The long-standing partnership between CRDG and the University Laboratory School (ULS) entered a new phase this year with a change in administrative structure, but as Principal Keoni Jeremiah wrote in his back-to-school letter, the fundamental partnership between COE/CRDG and ULS remains unchanged.
The ULS serves two interlocking missions: to design and deliver to its students the best possible education and to serve the educational research and development community through the invention and testing of high quality educational programs. The student population is randomly selected from among applicants to represent a broad cross section reflecting the state population distribution of gender, academic achievement, family income, and ethnicity. All students are in school for 7.5 hours each day and take a challenging comprehensive curriculum that includes English, mathematics, science, social studies, art, and music each year as well as foreign languages and electives beginning in grade ten. The school has no tracking of students. All students take the identical core curriculum in high school in non-segregated classes. All students graduate ready for college, work, and responsible citizenship.

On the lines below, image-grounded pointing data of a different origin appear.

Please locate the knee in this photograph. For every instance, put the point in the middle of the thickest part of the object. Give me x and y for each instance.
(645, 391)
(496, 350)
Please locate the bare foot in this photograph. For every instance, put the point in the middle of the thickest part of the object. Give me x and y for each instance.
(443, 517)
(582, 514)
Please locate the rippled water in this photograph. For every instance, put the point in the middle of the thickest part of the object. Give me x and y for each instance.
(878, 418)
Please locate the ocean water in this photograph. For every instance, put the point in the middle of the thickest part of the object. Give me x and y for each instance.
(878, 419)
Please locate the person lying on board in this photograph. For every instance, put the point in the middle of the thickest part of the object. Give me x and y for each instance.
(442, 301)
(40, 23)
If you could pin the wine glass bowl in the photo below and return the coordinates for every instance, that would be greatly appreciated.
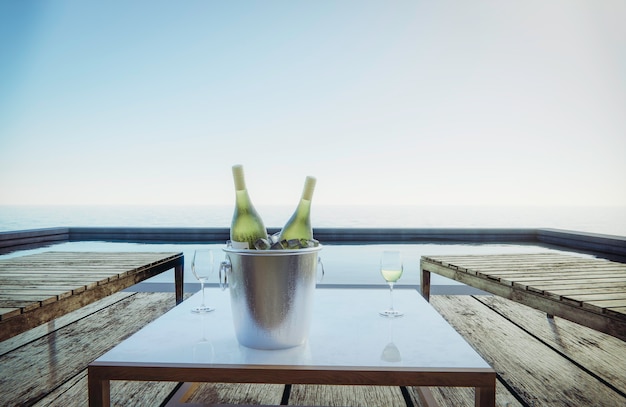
(391, 269)
(202, 268)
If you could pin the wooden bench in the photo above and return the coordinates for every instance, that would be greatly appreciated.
(38, 288)
(588, 291)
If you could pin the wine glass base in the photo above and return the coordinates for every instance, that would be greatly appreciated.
(202, 310)
(391, 313)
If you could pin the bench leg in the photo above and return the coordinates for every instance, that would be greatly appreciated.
(99, 390)
(485, 396)
(425, 284)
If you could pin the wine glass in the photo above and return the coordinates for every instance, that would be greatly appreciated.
(391, 269)
(202, 268)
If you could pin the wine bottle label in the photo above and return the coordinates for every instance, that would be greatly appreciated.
(239, 245)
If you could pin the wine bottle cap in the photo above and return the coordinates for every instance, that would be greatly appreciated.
(240, 182)
(309, 186)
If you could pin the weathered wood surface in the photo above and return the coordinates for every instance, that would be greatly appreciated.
(38, 288)
(569, 365)
(589, 291)
(544, 362)
(347, 396)
(37, 368)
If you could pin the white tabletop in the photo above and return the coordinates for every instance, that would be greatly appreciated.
(346, 330)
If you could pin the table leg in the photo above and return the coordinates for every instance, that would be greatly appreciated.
(425, 283)
(485, 396)
(179, 280)
(99, 391)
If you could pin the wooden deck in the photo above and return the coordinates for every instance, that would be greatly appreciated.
(589, 291)
(539, 361)
(38, 288)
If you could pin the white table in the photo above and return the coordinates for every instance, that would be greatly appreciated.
(346, 346)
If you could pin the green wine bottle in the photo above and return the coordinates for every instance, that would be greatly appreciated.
(246, 227)
(298, 227)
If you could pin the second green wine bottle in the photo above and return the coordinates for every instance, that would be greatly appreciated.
(298, 227)
(247, 226)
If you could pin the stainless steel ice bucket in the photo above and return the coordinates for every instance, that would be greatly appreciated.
(271, 295)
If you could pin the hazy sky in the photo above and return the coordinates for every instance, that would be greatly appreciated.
(403, 102)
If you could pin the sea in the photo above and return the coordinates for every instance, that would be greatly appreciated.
(339, 264)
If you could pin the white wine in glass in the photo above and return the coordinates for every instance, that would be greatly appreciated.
(202, 268)
(391, 269)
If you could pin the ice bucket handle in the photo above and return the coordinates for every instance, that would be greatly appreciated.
(320, 264)
(225, 268)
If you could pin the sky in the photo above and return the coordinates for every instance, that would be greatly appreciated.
(449, 102)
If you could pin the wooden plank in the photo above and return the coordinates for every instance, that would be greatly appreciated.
(348, 396)
(58, 357)
(91, 276)
(536, 289)
(74, 393)
(534, 371)
(601, 354)
(236, 393)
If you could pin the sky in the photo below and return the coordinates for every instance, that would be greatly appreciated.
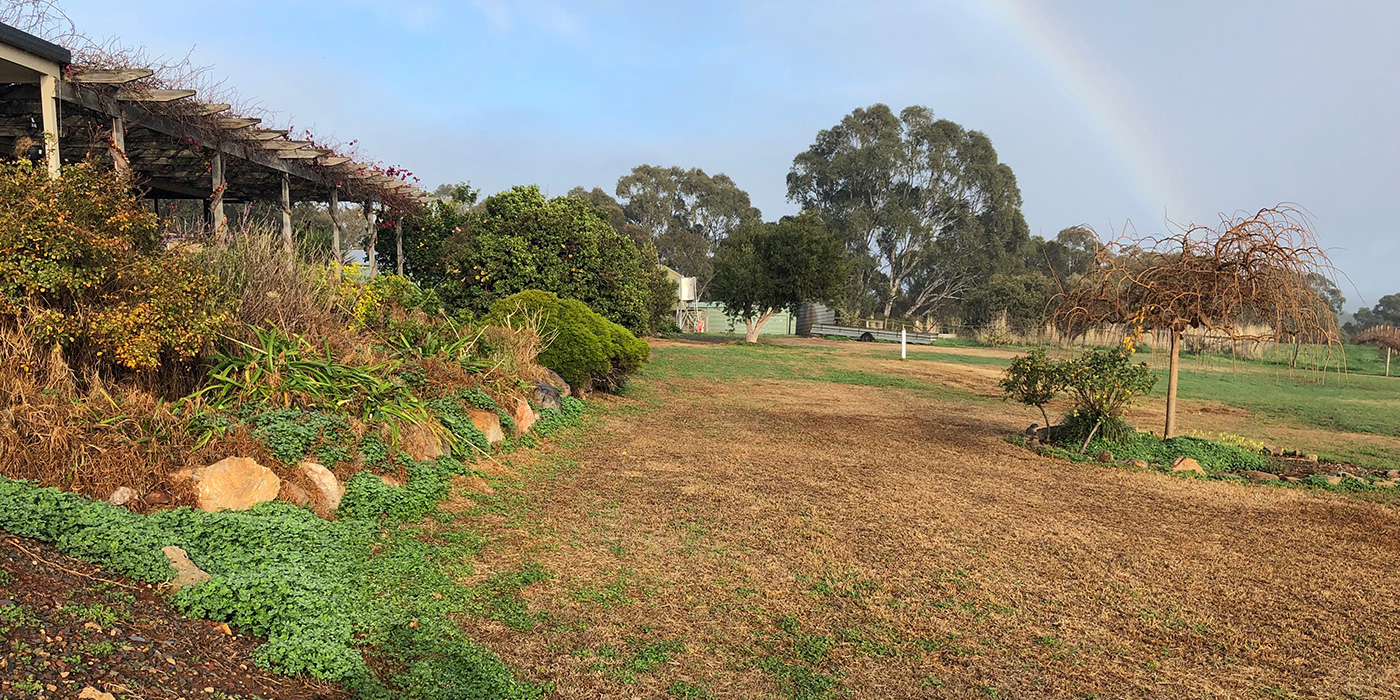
(1110, 114)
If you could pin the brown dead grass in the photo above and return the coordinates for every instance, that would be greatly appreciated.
(718, 508)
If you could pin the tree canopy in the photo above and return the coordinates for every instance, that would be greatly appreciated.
(518, 240)
(686, 213)
(924, 205)
(762, 269)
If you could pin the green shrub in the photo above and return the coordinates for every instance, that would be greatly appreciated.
(1103, 384)
(1213, 457)
(585, 349)
(1033, 380)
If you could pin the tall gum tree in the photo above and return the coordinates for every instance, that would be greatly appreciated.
(686, 213)
(762, 269)
(1245, 273)
(924, 202)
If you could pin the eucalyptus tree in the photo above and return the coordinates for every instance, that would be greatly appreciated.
(686, 213)
(924, 200)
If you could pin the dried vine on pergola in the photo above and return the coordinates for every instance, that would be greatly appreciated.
(1243, 273)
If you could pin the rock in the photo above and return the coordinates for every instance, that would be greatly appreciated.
(234, 483)
(489, 423)
(1185, 464)
(185, 570)
(122, 496)
(546, 396)
(329, 490)
(420, 443)
(294, 494)
(524, 416)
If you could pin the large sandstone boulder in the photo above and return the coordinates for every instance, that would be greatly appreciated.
(234, 483)
(524, 416)
(490, 423)
(1185, 464)
(422, 443)
(329, 490)
(185, 570)
(546, 396)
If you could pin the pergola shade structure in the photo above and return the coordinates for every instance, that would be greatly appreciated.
(168, 140)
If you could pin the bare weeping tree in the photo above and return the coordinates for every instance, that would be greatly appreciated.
(1245, 273)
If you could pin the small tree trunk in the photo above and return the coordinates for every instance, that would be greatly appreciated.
(1171, 384)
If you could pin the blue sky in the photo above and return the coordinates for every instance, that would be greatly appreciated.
(1109, 112)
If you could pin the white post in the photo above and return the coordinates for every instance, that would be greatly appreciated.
(49, 111)
(119, 161)
(289, 244)
(216, 199)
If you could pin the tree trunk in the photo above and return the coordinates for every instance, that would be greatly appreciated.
(1171, 384)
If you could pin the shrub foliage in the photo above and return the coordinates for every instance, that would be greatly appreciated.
(587, 349)
(83, 269)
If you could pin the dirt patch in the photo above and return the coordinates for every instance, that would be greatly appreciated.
(797, 536)
(69, 625)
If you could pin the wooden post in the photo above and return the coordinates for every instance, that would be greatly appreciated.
(1171, 384)
(373, 237)
(287, 244)
(116, 147)
(49, 107)
(398, 244)
(216, 199)
(335, 228)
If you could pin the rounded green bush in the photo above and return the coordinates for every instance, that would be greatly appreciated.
(585, 349)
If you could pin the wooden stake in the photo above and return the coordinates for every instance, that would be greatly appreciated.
(1171, 384)
(49, 108)
(118, 149)
(335, 228)
(287, 244)
(398, 244)
(216, 199)
(373, 238)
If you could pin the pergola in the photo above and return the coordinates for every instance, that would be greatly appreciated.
(171, 143)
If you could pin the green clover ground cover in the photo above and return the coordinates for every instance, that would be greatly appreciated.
(325, 594)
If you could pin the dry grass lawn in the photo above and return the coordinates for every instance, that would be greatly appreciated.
(797, 538)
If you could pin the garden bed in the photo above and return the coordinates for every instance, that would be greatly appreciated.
(69, 625)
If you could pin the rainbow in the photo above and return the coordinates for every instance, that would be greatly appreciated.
(1105, 98)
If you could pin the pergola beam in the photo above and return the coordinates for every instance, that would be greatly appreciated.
(111, 77)
(156, 95)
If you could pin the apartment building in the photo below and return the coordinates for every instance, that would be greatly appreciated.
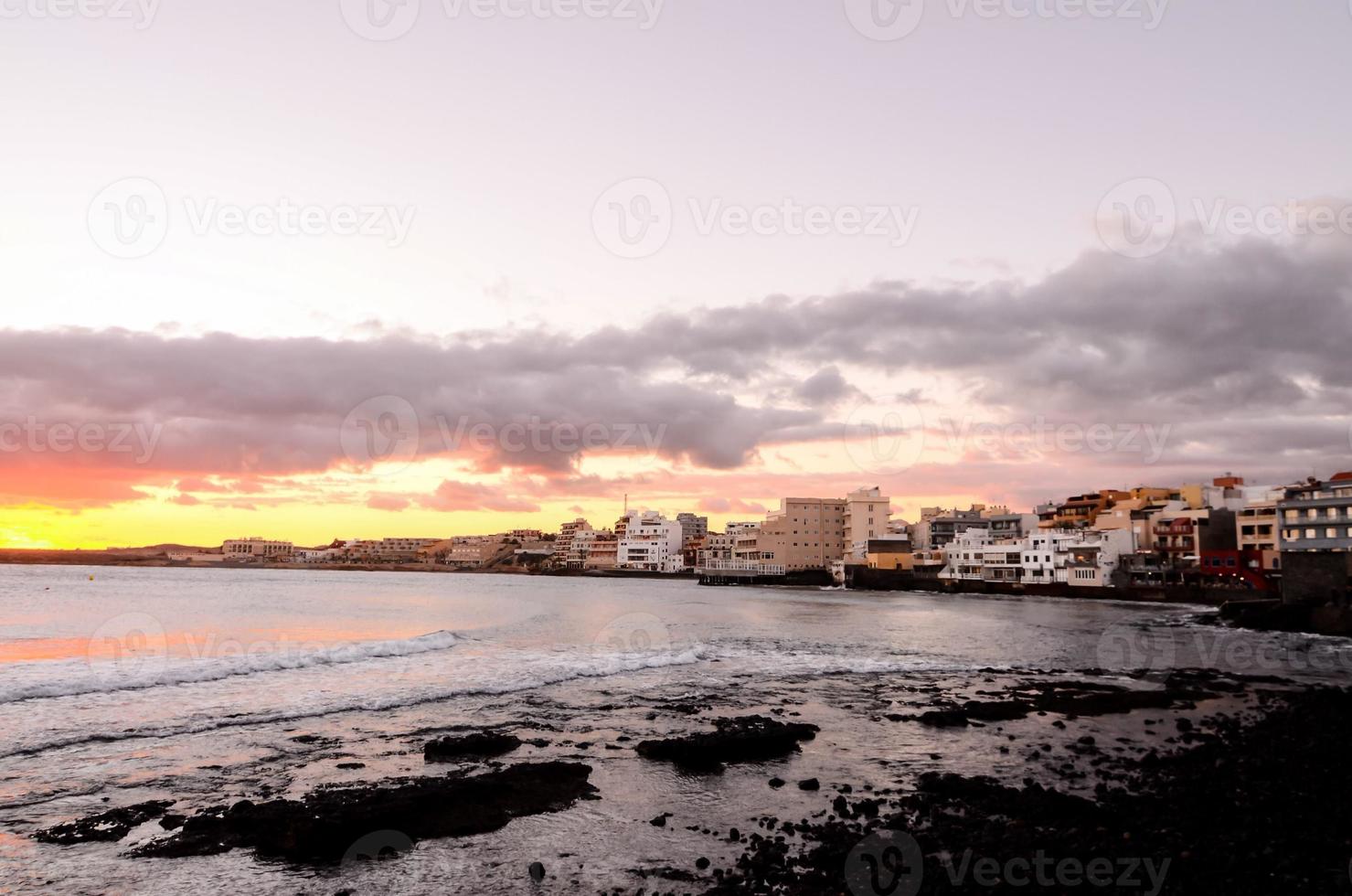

The school curriculum is performance-based and built on multi-year sequences of learning emphasizing creativity, inquiry, problem solving, and active learning. The broad range of activities included in the school’s core curriculum allows its students to excel in state- and national-level competitions in all areas. Approximately 80 percent of ULS students participate in activities outside of school in visual and performing arts, speech, mathematics, music, writing, science, social studies, and athletics.
The school is widely recognized as successful with diverse learners, as substantiated by high scores on standardized tests, graduation rates, and post-secondary enrollment. Non-academic indicators that add to this picture of success include daily attendance rates between 95 and 98 percent, and consistent post-secondary acceptance rates in the neighborhood of 98 percent.
Among the changes in the school this year was a new administrative team that saw old friends return to the school to serve in new roles. Keoni Jeremiah, who had served as vice principal from 2004 to 2009, became principal in 2009. In his letter to students and parents, he described his history and connections to the school:
The University Laboratory School is a very special place to me as I have had the privilege and experience of being a student, coach, and vice principal over the course of the past twenty-four years. All of these opportunities have provided me with many very rewarding experiences and I will do my best to continue these opportunities for all of the current and future University Laboratory School students.
It is difficult to express the excitement I am feeling in being the new principal of the University Laboratory School. It is an honor and privilege to be at the service of an outstanding faculty and the wonderful parents and students that make up our school community.
Joining Jeremiah in the role of vice principal is long-time ULS administrator Peter Estomago. Estomago has served, over the past 19 years, as teacher, assistant athletic director and interim principal. Betty Nakamoto returned to the school office where she had worked from 1988 to 2002. Tracy Teixeira, Dean of Students, and James Bukes, Athletic Director, join these three to complete the administrative team.